CoderDojoTC / ai-racing-league

Shared code for the AI Racing League
13 stars 6 forks source link

Configure the GPU Server #5

Open dmccreary opened 5 years ago

dmccreary commented 5 years ago

Our sites may not have good Internet access, so we need to be able to set up and configure a local GPU cluster to train our models.

We want to have someone to document setting up a server with GPUs and then allowing students to train their models.

parkererickson commented 5 years ago

Jon and I were talking about this briefly. I'm not sure if the hardware would have enough throughput, but if we had like 8-10 Docker containers up with TensorFlow and Jupyter Notebooks on them, we could have everybody access their own container and go from there.

dmccreary commented 5 years ago

We now have a loaner server that we need to set up and configure. It has two large Nvidia GPUs on it.

We need someone to get TensorFlow and the DonkeyCar software running on it and configure it to allow people to load their images and run the training program. They then need to be able to transfer their files to their car.

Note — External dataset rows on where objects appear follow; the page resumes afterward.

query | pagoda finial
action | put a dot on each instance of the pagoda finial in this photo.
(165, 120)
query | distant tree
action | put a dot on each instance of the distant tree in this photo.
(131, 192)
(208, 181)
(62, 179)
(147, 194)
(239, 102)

See the documentation page here: http://docs.donkeycar.com/guide/train_autopilot/

dmccreary commented 5 years ago

Neal Kelly and got our GPU server working last weekend. The good news is we trained some modes with 10K images in under 5 minutes!! That sever really rocks!

We installed Python, TensorFlow, Jupyter Notebooks and yesterday I finally got the SSH system working. Next, I will set up 10 accounts (one for each car) called arl1, arl2, arl3 and assign each car to one account. Then can then SSH in and train their models. We still need to figure out what type of virtual environment will work.

parkererickson commented 5 years ago

Very cool! I usually just don't use a virtual environment (irresponsible I know) but donkey car uses miniconda. Here are their install instructions: http://docs.donkeycar.com/guide/host_pc/setup_ubuntu/